Hudson: I linked to 3 static muts in every board. ProcessArray, chip structure, and the printer.

Leon: I do believe these instances are masking something we're doing that's unsafe or unsound. For instance, the processes array is a complex beast. How do we ensure that we are sound?

Amit: So, LocalCell, there we would want something like the scope function. Which imposes a lifetime constraint on the reference.

Hudson: I suspect the right answer, is this should unfortunately be handled case-by-case. Some are fine with LocalCell, others might not. There isn't one true way forward.

Leon: Something we are still doing, taking references pointing into process flash. Even the storage driver can violate aliasing rules there. As much as this is terrible and hard work and take a long time, we have to resolve all these use cases.

Hudson: Let's wait for Alyssa to comment on this PR, spend the next 20 minutes on WG reorganization PR?

Brad: We should talk about what the worst case scenario is. We don't want to be able to never update nightly again.

Amit: If I agree to tackle this, is this something we can follow through.

Brad: If we had a plan within a month to resolve this, that would be great. We need a concrete end to this.

Amit: We should resolve this within a month. After we've had other people who have really good insight into this, like Alyssa. Leon and I shouldn't go into a dark basement and solve it without talking to people.

Alexandru: I'll add Alex. This is boiling for us. We can talk on What'sApp.

WG Re-Org

Hudson: I'll share your post to the mailing list.

Amit: My proposed proposal is modest, but the implications would be less modest over time. Even over a short period of time. Very high level...

Phil: How about we just read it?

reading

Amit: What do people think of the high-level proposal? Convert to a PR to change the README for the core WG, and the framework for the working groups to break up to/establish/convert.

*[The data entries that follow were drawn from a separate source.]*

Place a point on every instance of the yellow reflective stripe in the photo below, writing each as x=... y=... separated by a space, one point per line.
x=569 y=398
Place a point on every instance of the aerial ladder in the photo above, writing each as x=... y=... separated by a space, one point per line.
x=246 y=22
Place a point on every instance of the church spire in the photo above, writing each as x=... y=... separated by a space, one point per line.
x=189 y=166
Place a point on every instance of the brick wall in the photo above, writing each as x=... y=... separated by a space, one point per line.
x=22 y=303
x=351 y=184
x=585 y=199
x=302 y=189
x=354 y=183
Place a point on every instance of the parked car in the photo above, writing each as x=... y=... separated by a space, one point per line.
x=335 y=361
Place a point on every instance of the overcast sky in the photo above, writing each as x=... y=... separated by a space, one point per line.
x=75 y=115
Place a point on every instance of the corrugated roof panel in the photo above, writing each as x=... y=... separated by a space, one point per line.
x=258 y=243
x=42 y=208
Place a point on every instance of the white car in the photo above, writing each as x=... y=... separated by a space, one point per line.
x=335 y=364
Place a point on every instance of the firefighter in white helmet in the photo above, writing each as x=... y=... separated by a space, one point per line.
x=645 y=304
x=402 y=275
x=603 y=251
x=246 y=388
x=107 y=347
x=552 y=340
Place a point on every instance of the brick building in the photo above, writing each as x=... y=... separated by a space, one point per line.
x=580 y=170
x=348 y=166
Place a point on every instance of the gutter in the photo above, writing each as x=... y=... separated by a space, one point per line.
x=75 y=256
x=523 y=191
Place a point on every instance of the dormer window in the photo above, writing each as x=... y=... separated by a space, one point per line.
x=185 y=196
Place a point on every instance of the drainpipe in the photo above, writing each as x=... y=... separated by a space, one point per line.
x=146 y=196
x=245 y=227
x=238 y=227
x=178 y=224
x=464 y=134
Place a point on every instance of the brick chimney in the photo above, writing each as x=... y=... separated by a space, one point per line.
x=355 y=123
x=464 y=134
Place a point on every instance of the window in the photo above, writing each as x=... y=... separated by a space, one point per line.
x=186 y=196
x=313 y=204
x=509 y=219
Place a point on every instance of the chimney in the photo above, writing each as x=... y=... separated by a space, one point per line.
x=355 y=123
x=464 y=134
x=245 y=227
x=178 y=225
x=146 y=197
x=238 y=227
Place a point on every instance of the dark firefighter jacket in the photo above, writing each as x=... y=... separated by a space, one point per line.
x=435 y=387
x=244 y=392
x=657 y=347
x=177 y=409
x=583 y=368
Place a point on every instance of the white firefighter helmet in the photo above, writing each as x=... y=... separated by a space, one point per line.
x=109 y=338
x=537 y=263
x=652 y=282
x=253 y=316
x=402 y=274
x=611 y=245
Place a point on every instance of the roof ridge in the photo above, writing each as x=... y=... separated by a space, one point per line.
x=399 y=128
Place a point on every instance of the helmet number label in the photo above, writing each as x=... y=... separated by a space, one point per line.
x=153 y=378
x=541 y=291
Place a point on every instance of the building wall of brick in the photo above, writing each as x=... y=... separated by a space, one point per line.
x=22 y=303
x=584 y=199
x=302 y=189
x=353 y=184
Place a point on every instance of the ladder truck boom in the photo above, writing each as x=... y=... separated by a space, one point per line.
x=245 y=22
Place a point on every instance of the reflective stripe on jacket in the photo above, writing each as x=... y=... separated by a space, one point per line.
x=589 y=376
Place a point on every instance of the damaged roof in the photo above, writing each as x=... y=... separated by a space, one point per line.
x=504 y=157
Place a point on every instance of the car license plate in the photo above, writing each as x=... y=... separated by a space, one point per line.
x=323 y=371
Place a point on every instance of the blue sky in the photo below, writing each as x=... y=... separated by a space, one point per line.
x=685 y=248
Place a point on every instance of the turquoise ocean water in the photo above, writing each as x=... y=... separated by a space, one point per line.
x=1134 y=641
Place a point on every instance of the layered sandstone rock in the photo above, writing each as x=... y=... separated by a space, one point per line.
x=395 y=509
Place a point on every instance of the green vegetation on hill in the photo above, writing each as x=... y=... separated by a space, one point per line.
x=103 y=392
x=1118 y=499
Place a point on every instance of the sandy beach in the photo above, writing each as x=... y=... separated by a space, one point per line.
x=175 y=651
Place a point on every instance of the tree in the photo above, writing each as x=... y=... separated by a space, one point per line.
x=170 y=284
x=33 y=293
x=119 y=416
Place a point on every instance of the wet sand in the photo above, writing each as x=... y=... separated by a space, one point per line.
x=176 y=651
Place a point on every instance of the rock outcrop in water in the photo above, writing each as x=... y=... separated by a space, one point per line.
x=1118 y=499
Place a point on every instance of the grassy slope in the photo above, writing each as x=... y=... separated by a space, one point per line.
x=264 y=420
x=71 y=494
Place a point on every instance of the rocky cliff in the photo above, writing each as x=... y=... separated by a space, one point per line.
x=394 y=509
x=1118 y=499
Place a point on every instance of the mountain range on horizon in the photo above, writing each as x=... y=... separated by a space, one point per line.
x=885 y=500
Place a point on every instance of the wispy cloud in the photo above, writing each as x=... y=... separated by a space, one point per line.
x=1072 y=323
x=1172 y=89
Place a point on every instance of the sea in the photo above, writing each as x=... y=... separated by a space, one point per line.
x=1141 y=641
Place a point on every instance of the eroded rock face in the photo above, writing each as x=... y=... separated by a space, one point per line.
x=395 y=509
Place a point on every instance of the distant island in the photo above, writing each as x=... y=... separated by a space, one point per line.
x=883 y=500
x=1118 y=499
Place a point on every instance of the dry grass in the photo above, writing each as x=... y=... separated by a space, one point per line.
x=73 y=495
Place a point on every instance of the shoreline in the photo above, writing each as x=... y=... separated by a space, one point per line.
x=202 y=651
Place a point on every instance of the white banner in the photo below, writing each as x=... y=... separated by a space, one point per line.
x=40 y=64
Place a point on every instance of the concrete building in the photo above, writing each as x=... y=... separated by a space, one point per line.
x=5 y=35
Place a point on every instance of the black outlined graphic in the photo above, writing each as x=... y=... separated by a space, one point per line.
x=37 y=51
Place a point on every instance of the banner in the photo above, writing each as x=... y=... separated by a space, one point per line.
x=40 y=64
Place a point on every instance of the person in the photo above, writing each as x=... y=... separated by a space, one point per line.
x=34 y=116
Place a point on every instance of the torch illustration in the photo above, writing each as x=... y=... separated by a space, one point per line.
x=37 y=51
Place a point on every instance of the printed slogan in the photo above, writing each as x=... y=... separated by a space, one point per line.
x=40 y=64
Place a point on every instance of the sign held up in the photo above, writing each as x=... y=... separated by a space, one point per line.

Phil: Who owns the HILs? And let's not use the name "Communication", it has a meaning in EE.

Amit: OK, I was just trying to capture USB.

Amit: I was trying to move HILs outside of the kernel crate, into places more for their use cases. But the sensors HILs should be managed by the people doing sensors. 15.4 should be networking.

Branden: We are a small group, there is overlap, a core member is in every WG.

Leon: I'm wary of how groups will implement this, the idea that each group sets its own standards. Many contributions do overlap. What do we do with those contributions?

Amit: I think part of the dance that we should have is, both figuring out division of working groups along with potentially adjusting what is where in the various source trees. So there is less overlap. HILs are one example of this. If someone adds a sensor implementation that motivates modest change into the HIL for temperature sensors. That would currently touch the kernel crate and raise alarms. But perhaps we shouldn't care, that should be a trait that's alongside the sensor related stuff.

Leon: Makes total sense. We need to define this exact escalation procedure. We might have a divergence in architecture that's not reflected in CI status going red. E.g., some HIL use some Cell type, others use another.

Phil: It's OK if there are traits outside the kernel. E.g., a specialized 15.4 trait, or a bunch of specialized sensors.

Amit: Maybe this gets worked out through directories. It lets people do stuff, then upstream it later.

Brad: Separate between Core capsules and extra capsules.

Phil: Or POSIX and ioctl.

Brad: My comments on the initial review of this is, seems like a lot of formalism to end up where we are now. The version of the proposed working groups in the email, would be a bigger umbrella, and diffuse responsibility more, would require standing up those working groups.

Alexandru: A lot of WGs, a lot of overlap.

Amit: I did limit myself to 8 non-core WGs, which happens to be the number on the core WG, minus Pat.

Phil: It's not that every WG has to meet every week for an hour. Working groups of 2 could be fine.

Amit: Yeah, Crypto isn't going to be extremely involved. We can empower people with responsibility over fractional merging decisions. It's not now, you are part of core, we trust you. There can be more local trust.